Offered through October 4, 2009, Entertaining the President: A Household at Work is a docentled tour of Clayton that highlights behind-the-scenes preparations undertaken by the Frick familys domestic staff in anticipation of President Roosevelts historic 1902 visit.
Henry Clay Frick was part of an executive committee that invited President Roosevelt to come to Pittsburgh for the Fourth of July in 1902. The presidents visit was a major event for the Frick family, and it had many implications for their domestic staff. In addition to arduous daily household duties, the butler, chef, maids, coachman, and gardeners worked to prepare the house and grounds. Visitors who take the Entertaining the President: A Household at Work tour will learn about what took place in the days leading up to the visit, when the Fricks domestic staff was getting ready for this momentous occasion. Throughout the house will be displayed see examples of domestic staff at work: linens stacked in anticipation of a grand table setting, roasters and serving platters awaiting a meal fit for a president, dresses in Mrs. Fricks closet that required care by her ladys maid, and Mr. Fricks bed stripped for its daily airing. Outside, laundry dries in the sunshine and patriotic bunting hangs to welcome the famous visitor.
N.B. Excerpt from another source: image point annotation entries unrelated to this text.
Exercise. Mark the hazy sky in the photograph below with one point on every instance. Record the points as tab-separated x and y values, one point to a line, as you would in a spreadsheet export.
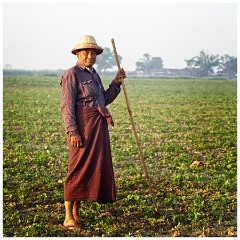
41	36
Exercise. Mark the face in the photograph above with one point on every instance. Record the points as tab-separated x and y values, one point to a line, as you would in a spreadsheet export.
87	57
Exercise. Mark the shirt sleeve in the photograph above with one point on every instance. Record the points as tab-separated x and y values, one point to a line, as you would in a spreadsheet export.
111	93
68	102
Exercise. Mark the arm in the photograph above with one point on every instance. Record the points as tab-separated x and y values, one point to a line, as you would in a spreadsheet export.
68	101
114	88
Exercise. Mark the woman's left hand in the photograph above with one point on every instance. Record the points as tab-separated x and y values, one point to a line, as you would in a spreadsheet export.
120	76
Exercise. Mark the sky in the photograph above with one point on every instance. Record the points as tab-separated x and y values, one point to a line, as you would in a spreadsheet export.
42	35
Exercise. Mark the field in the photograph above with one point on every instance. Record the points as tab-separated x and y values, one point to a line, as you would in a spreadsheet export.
179	121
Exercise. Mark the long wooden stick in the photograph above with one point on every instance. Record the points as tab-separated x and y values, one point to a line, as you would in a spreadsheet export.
135	132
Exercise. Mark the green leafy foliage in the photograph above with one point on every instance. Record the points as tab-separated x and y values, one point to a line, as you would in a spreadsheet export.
178	122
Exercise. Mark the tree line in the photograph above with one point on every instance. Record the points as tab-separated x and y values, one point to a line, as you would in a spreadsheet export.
202	65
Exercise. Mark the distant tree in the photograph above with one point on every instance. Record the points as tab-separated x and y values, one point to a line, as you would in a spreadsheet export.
149	64
228	65
204	63
106	60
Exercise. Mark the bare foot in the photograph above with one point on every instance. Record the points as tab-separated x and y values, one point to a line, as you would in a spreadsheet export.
72	225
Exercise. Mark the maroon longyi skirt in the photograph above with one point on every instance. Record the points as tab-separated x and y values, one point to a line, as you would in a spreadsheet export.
90	171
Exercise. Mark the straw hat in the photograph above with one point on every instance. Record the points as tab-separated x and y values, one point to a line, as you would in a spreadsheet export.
87	42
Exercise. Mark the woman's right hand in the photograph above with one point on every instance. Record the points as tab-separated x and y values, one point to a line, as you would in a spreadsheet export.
76	141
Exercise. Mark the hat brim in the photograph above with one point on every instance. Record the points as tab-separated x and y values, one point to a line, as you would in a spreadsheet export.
98	49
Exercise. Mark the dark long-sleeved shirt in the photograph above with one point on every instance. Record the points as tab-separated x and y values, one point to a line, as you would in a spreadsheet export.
80	87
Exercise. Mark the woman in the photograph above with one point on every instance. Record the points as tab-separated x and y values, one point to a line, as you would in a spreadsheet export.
83	107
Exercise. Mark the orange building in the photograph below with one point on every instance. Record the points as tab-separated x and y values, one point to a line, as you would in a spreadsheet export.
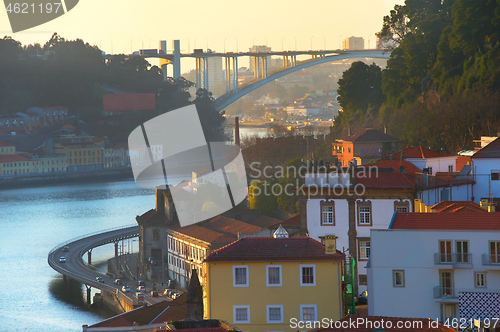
369	144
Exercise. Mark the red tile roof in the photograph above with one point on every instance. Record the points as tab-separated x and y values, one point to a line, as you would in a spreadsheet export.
447	221
384	180
9	158
454	206
369	135
387	324
293	221
264	221
491	150
418	152
6	144
271	249
395	164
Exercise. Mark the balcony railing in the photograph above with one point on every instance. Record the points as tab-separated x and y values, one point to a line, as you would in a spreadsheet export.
491	259
444	292
454	259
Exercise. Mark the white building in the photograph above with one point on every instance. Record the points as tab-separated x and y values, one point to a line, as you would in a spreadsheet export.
486	168
438	265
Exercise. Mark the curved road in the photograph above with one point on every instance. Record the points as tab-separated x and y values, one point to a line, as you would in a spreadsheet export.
75	268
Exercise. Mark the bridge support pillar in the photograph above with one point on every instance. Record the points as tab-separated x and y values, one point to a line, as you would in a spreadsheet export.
176	46
89	294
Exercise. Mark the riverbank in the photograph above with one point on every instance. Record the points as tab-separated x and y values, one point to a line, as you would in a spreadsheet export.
66	178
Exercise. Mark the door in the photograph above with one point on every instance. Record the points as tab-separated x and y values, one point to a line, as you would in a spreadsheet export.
446	283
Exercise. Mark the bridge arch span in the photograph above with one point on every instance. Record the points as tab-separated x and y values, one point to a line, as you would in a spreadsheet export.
229	98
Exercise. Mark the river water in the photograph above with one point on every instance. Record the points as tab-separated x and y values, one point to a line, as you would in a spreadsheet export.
33	297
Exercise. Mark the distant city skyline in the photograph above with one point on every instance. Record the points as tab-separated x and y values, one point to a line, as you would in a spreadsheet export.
126	26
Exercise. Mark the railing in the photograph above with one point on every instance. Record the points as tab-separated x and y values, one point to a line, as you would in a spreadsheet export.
491	259
455	259
444	292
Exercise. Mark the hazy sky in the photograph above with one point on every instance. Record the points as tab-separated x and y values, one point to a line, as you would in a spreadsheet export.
121	25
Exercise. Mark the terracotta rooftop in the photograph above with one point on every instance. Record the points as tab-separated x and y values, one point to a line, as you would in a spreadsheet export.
395	164
293	221
8	158
448	221
367	323
418	152
491	150
384	180
369	135
457	206
271	249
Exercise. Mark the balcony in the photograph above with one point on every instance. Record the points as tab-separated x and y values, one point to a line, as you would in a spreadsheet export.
445	294
454	260
492	261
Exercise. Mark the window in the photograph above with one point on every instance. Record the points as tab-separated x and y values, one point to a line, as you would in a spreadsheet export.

This tour of Clayton is very rich in detail and archival documentation. Newly discovered newspaper articles tell the story of how the city invited the president to Pittsburgh, formed committees to plan the day, and made arrangements for everything from building a grandstand in Schenley Park to hiring a tightrope walker and other entertainment. Receipts, letters, menus, and souvenirs kept by the Frick family provide the details that enrich the story; from them we know that Mr. Frick hired the chef from the Hotel Schenley to assist his staff with the luncheon at Clayton, that he tried to purchase Hail to the Chief music for the orchestrion but could not get it in time, and that the Fricks spent more on flowers for Clayton than on any other part of the luncheon.
President Roosevelts lunch at Clayton was one part of a larger celebration for the city of Pittsburgh and the surrounding area. It was a day of civic pride and patriotism in which Clayton played a very important role.